Tonya Wells, vice president of federal public policy and advocacy at Trinity Health, said she has not heard definitely that evaluation and management services will be used as a cost-cutting measure in the debt talks, but it's a considerable concern for the Catholic system, which is based in Livonia, Mich., and operates nearly 50 hospitals, mostly in the Midwest.
“All of the folks on the Hill have acknowledged that it is an option,” Wells said, adding that Trinity has worked to educate lawmakers about the differences in services at hospital outpatient settings and doctor's offices and what implications the cuts would have on hospitals and their outlying communities. For example, Dr. F. Remington Sprague, vice president and chief medical officer at Trinity Health's Mercy Health Partners, told Modern Healthcare that the reduction in evaluation and management services would have a severe impact on the staffing of hospital outpatient departments.
According to Trinity Health's analysis, payment cuts for evaluation and management services would reduce Trinity's Medicare revenue by between $20 million and $25 million annually, or about 0.5% of the system's net hospital revenue. Trinity reported operating income of $270 million in fiscal 2012, a 3% margin on $8.9 billion in unrestricted revenue, according to audited financial statements.

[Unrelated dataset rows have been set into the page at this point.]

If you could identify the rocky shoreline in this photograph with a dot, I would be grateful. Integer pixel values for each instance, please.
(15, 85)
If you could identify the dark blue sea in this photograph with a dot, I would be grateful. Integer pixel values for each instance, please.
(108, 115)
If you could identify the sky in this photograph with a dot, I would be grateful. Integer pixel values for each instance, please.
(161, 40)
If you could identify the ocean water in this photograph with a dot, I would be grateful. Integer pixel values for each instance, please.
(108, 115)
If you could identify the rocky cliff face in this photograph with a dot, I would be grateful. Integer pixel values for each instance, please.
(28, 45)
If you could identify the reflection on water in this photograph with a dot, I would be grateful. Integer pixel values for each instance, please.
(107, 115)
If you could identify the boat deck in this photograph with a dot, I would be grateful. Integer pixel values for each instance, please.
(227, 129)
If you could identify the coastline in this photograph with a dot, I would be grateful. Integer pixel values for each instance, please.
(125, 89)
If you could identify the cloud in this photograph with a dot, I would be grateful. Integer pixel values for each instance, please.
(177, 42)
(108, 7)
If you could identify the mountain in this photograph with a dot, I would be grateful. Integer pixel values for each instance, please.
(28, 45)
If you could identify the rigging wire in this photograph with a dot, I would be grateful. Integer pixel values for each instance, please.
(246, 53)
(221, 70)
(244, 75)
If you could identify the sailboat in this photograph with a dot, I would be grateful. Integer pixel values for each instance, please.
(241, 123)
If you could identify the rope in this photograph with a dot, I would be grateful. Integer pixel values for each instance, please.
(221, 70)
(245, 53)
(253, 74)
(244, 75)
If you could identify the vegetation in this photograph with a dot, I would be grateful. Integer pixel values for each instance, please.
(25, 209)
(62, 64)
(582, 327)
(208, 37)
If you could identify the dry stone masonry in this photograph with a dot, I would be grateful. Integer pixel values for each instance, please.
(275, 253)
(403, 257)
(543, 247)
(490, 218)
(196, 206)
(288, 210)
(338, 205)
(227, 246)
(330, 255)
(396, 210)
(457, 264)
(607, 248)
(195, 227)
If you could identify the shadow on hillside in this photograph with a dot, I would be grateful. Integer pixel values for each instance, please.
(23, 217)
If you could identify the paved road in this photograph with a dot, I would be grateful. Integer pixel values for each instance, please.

And evaluation and management services garnered more attention last week. The American Hospital Association sent a six-page letter to MedPAC outlining the AHA's concerns about MedPAC's proposal to expand its site-neutral payment policy for hospital outpatient department services to an additional 71 payment categories beyond its March recommendation to cut payment for 10 evaluation and management services.
“When combined with the E/M cuts already recommended by the commission,” wrote Linda Fishman, senior vice president of public policy analysis and development at the AHA, “the site-neutral payment policies would impose deep cuts of $2 billion per year on routine services that are integral to the service mission of hospitals.”